Au premier regard, ça me donne l'air radin. Mais bien que je le sois un peu, ce n'est pas le problème. Ce que je déteste, c'est juste dépenser pour dépenser (le shopping, par exemple) ou, pire, dépenser pour avoir l'air d'avoir dépenser (ma montre est plus chère que la tienne).
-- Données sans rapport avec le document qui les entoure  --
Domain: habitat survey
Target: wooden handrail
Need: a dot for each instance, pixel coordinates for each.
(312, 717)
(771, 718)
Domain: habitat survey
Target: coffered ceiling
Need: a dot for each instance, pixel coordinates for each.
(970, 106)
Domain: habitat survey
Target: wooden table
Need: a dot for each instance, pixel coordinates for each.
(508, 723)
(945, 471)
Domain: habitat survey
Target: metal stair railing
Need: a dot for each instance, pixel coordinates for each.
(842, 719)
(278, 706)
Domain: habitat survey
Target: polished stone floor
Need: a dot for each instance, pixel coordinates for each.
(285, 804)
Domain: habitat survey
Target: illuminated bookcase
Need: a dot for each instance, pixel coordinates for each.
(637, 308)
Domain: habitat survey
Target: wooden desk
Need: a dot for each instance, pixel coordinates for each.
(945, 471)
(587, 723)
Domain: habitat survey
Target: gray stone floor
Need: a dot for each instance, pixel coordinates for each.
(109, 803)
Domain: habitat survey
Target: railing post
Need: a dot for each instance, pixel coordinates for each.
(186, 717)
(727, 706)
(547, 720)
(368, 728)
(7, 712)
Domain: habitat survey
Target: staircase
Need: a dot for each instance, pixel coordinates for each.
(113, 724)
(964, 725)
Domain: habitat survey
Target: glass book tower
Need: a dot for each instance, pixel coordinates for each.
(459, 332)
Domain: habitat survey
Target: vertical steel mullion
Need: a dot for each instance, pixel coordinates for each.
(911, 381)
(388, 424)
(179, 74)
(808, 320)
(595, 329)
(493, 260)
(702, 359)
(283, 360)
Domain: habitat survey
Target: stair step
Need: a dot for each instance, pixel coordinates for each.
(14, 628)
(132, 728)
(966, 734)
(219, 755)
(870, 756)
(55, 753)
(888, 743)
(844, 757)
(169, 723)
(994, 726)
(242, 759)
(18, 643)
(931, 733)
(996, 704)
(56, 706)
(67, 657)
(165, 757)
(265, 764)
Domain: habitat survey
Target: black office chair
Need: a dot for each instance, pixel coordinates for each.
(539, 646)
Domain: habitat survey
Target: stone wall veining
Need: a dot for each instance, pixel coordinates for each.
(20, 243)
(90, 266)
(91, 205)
Exemple : je déjeune avec plein de gens, dont un Belge, fort copain de Si Mohamed (chez Si Mohammed, d'ailleurs, toujours princier, champagne, piscine, mais ne rêvez pas, ce n'est Jet-set, ça coince sur tous les détails, chaises en plastoc et meubles comme chez C***t*r*m*, mais bon, je ne regarde que ma coupe de champagne et à l'époque j'aimais bien Si Mohammed). Bref. Le belge a une belle montre. Je lui dis : "Oh, tu as une belle montre!"Et il me répond (ça n'était pas écrit dessus) : "6000 euros", ce qui m'a coupé la voix, non par par le prix, mais ce type de réponse me laisse dramatiquement sans voix. Comme je suis nulle dans le débat idéologique, je lui ai dit que je n'admirais pas le prix, mais le design (et je serai capable de m'acheter une montre comme ça, sur plusieurs années parce que je ne suis pas siriche, si toutefois je ne craignais pas avant tout de la perdre, car je perds tout). Il s'est lancé dans un discours de base sur le thème de quand on veut de la qualité il faut payer, j'ai essayé de lui faire remarquer que ce n'était pas obligatoire, que la société pouvait être conçue différemment, mais il n' a rien écouté. Je déteste les débats avec des idiots et j'ai fait mmm-mmm ensuite. Je n'ai qu'à être cohérente et ne pas fréquenter ce genre de gens (mais j'adore trop le champagne, et ça se boit si bien en société, autour d'une piscine, entouré de bougainvilliers et de lauriers-roses, de préférence avec des serveurs stylés en gants blancs - il n'y avait pas de serveurs ce jour-là, et je ne vois plus ces gens, malgré mon goût pour le champagne, ils ne m'invitent plus, facile de deviner pourquoi : au milieu d'eux, je deviens, sans changer, une dangereuse gauchiste).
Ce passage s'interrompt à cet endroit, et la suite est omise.